Essa cooperação de todos com todos funda uma nova ótica que, por sua vez, origina uma nova ética de con-vivência, cooperação, sinergia, solidariedade e comunhão de todos com todos e com a Terra, com a natureza e com seus ecosistemas. A partir desta ética nos contemos, nos submetemos a restrições e valorizamos as renúncias em função dos outros e do todo.

Ou assumimos tal ética e sobre ela fundamos um novo pacto socio-cósmico ou corremos o risco de ir ao encontro do pior, ou de fazermos uma travessia altamente destruidora da vida e da humanidade, capaz de dizimar um número incontável de seres vivos.

A partir dos sobreviventes deste eventual colapso, aprender-se-ão as amargas mas benfazejas lições para uma nova história.

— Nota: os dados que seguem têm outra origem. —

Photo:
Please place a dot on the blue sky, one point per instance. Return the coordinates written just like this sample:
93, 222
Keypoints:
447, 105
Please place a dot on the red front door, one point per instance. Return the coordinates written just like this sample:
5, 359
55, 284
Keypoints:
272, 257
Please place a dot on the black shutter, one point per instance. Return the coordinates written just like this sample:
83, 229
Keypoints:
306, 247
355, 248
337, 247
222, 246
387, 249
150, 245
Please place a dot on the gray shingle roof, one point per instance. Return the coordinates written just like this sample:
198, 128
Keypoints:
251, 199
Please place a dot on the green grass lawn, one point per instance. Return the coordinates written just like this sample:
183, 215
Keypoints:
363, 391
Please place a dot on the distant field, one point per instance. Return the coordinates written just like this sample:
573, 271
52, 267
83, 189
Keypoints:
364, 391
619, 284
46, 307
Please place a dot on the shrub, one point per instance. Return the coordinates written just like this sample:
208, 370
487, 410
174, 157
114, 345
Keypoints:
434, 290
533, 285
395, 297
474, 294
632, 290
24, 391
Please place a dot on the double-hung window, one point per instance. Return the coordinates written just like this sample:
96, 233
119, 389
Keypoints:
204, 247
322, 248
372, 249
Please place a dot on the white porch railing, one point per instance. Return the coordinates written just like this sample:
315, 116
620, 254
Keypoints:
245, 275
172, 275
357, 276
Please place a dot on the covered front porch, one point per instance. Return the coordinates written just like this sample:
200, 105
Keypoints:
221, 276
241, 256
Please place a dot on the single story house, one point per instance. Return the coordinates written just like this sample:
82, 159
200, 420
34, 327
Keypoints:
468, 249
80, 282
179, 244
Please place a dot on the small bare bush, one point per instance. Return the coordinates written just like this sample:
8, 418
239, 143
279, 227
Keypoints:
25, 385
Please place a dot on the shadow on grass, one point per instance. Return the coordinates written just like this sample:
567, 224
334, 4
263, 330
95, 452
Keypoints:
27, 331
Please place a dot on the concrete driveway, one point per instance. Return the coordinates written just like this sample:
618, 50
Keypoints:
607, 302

Com os valores fundados na cooperação e na solidariedade inaugurar-se-á um outro tipo de ser humano, com outro tipo de civilização e com outro tipo de destino planetário da humanidade. O ser humano, indivíduo social aprenderá a entender-se como sendo a própria Terra que chegou ao momento de sentir, pensar, amar, venerar e se responsabilizar pelo futuro comum dos humanos, de todos os demais seres e da própria Terra, pátria e mátria de todos.

Uma nova história começará, seguramente mais cooperativa, humanitária, ética e espiritual.